Il juge également qu’Ottawa doit revoir ses pratiques d’achat publicitaire pour consacrer jusqu’à 50 % de son budget aux médias de nouvelles écrites canadiennes.    

« Le gouvernement consacre peu d’argent à ces plateformes, tout en allouant des fonds à des entreprises numériques étrangères qui ne financent pas les salles de presse canadiennes », a déploré le groupe d’experts.    

Surprise, la loi adoptée récemment empêche par ailleurs des fondations charitables indépendantes comme celle du quotidien Le Devoir de remettre des reçus fiscaux.    

Au Québec, un seul média, La Presse, serait ainsi admissible à la remise de reçus fiscaux.    

S’exprimant en entrevue jeudi, le directeur du quotidien Le Devoir, Brian Myles, était furieux    

« Tant mieux si La Presse peut avoir un pied dans la philanthropie, on ne peut pas leur en vouloir. Mais j’en ai contre le gouvernement qui a accouché d’un système qui nous écarte. C’est contraire à toutes les assurances que l’on avait eues. Ça favorise un seul média et ça exclut tous les autres. »    

  

La direction de Québecor, qui édite Le Journal de Montréal, Le Journal de Québec ainsi que le 24h, a quant à elle souhaité « prendre connaissance du rapport » avant de se prononcer.    

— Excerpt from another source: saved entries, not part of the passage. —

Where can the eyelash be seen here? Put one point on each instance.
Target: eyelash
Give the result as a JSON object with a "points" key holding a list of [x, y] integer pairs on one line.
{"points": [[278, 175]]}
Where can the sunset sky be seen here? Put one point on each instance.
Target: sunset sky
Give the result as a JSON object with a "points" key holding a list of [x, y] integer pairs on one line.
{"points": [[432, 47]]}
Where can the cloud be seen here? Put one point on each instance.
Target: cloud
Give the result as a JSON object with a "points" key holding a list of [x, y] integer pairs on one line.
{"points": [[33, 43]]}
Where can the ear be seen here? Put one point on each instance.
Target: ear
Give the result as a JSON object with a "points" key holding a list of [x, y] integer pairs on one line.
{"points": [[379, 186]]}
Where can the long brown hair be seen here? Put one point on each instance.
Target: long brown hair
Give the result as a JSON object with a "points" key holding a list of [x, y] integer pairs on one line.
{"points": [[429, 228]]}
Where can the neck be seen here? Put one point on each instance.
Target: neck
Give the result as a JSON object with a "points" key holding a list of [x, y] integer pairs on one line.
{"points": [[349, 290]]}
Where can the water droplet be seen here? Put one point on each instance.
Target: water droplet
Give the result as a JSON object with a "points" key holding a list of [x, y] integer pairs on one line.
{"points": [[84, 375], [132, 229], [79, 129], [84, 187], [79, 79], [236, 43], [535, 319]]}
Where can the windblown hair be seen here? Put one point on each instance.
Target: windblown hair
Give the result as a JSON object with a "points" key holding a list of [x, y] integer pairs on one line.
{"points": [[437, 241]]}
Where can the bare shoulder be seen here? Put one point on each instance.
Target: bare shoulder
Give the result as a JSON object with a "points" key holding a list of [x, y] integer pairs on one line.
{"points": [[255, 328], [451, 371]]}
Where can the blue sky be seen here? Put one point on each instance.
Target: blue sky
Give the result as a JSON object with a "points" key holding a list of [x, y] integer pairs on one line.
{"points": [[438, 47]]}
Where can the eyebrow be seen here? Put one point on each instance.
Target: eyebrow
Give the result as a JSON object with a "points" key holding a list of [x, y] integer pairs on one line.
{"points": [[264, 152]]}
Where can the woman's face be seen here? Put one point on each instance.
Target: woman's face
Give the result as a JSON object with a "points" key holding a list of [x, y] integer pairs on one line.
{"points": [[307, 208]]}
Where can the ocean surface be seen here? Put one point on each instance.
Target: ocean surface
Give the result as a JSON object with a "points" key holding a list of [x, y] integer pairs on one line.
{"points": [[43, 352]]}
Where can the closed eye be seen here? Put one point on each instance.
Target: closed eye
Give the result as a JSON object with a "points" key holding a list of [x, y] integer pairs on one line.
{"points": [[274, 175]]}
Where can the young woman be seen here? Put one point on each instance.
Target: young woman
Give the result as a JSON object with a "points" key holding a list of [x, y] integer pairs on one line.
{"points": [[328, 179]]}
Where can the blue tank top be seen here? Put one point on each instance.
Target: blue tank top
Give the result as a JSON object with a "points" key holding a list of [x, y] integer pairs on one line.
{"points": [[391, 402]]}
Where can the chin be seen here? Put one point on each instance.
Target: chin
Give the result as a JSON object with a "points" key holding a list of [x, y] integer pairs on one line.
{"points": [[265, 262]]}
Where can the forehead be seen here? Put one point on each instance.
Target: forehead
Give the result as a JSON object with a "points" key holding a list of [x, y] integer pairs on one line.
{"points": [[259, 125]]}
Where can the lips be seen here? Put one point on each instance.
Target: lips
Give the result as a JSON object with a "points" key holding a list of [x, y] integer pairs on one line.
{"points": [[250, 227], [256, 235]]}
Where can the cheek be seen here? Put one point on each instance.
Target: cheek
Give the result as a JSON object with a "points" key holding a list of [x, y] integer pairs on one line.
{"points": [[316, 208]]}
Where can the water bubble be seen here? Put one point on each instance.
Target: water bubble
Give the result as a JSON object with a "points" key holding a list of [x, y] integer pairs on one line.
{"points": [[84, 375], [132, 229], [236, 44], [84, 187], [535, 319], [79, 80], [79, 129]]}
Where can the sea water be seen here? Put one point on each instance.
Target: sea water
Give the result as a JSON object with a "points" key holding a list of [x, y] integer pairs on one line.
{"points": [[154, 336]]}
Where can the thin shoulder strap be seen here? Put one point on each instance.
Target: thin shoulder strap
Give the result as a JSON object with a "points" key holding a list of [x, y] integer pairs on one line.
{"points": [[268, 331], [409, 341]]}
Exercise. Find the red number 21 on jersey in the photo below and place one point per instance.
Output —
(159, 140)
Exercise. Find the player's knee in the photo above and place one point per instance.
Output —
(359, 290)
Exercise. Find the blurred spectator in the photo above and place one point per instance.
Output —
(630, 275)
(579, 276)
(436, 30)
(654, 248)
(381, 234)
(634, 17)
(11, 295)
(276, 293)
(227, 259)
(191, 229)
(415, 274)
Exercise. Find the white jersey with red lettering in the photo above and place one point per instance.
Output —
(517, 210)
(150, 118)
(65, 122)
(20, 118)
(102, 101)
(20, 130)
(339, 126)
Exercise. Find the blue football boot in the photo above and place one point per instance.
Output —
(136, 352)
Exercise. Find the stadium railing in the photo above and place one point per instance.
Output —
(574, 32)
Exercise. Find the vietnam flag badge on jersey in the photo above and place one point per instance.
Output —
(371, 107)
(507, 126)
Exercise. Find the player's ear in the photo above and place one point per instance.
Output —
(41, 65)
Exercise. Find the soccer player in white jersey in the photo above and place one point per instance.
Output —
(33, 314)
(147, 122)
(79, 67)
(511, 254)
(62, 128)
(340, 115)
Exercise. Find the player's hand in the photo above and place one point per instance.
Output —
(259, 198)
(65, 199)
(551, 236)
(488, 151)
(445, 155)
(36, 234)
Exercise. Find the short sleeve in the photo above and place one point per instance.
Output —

Rien avant les élections  

Face aux critiques, un porte-parole du ministre du Patrimoine Pablo Rodriguez a cherché à se faire rassurant.    

« Le panel nous demande d’avancer rapidement pour appuyer le journalisme. C’est ce qu’on va faire. Cette recommandation (d’inclure les fondations comme celle du Devoir) à plus long terme demande un nouveau projet de loi, alors on va prendre le temps de l’analyser », a indiqué Simon Ross.    

Dans les faits, toutefois, rien ne pourra être fait avant les élections générales d’octobre, ce qui repousse encore pendant de nombreux mois l’aide attendue par l’industrie de la presse en crise.